Of course the blame doesn't just belong to government. The number of
deaths is not far off the toll from breast cancer or prostate cancer,
but you don't see fund-raising runs or awareness campaigns about overdoses.

The real problem is that we don't care about these people. We dismiss
them as losers, crazies, weak. So politicians -- of all parties --
don't have to pay much attention. The government can under-fund
treatment services and methadone programs, so hopelessly long waiting
lists deter most people from getting help.

And it's safe for them to treat the drug problem as a neighbourhood
nuisance, rather than as a deadly tragedy.

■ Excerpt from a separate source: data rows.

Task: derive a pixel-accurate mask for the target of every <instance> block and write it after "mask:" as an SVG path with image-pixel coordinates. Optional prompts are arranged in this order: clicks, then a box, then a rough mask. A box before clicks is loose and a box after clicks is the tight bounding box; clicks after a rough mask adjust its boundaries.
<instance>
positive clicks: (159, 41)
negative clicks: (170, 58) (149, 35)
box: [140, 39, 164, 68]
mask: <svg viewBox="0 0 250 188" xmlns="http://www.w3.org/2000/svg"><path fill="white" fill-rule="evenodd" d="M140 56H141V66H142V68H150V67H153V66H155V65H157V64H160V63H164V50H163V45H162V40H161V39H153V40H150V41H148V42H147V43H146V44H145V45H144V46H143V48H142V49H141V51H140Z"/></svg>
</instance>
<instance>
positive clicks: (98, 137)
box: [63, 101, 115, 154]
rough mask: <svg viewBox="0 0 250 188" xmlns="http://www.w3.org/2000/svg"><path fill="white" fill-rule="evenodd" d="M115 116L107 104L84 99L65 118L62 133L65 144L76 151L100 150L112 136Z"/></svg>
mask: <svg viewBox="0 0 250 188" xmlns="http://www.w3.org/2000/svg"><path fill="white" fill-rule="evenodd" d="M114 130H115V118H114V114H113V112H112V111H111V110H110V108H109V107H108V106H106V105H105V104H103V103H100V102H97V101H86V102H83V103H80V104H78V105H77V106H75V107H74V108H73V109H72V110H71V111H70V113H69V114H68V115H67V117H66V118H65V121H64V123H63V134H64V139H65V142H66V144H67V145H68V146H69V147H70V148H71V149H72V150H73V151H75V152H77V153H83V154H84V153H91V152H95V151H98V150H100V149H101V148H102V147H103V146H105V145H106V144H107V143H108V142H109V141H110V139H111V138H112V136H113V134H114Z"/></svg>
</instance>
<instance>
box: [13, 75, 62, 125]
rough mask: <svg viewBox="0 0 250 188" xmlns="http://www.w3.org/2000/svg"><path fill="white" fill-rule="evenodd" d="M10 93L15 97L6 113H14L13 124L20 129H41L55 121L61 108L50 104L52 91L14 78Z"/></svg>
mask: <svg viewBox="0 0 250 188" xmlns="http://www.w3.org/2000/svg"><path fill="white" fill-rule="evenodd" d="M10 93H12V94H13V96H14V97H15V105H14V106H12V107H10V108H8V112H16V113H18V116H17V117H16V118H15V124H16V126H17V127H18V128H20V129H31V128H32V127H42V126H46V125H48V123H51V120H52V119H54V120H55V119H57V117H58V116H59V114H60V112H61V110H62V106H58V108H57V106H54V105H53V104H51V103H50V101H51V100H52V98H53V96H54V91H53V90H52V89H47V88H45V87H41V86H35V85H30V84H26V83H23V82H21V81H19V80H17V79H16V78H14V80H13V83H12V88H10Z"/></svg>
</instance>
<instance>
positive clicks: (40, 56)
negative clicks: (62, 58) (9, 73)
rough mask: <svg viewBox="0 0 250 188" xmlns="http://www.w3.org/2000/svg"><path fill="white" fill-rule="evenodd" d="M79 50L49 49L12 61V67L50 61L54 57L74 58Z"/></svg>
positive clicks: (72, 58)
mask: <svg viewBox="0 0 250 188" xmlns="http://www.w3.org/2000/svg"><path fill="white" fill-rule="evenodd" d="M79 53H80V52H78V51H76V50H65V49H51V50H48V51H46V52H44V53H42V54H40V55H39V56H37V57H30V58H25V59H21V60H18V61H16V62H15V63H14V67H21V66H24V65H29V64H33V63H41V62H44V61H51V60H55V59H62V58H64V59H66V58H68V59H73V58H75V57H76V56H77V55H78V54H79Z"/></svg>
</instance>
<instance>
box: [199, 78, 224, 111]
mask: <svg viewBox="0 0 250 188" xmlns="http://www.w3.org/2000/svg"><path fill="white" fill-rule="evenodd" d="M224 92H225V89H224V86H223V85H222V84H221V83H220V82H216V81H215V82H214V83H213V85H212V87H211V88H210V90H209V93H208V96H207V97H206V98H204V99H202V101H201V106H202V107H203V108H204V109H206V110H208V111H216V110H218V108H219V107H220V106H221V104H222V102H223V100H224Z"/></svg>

It's a stupid response. Our approach keeps a huge criminal industry
alive, leaves addicts to steal or sell their bodies for drugs, denies
them the help they need and perpetuates an approach that has seen HIV
infections infect 25 per cent of intravenous drug users and Hep C 90
per cent.

We chose to spend on hospitals for the dying and police, not help.
(The Millar report found extending methadone therapy to 1,500 more
addicts, with counselling, would cost $6 million a year. It would save
$36 million in health care, policing and prison costs.) And it has not
worked.

It's also morally reprehensible. These aren't shadows on a downtown
street. They were our fathers and daughters, our friends and
neighbours, 15,000 people in B.C. who are at risk. Not only do we fail
to help them, the way we deal with the problem helps condemn them to
death.

Constable Schneider's nine-year-old daughter found her dad lying on
the kitchen floor last November, and ran for help. She's already had
to deal with his death, back when everyone thought he'd had a heart
attack. Now she has to figure out what it means that he overdosed.

What it means is that he died tragically, victim of perhaps one bad
decision on one bad day. He's not a different man, or a different
father, because of the way he died.

He's another among the thousands who have already died and thousands
who will to die until we begin treating drug use as a serious health
issue, not a criminal one. Until we begin to care.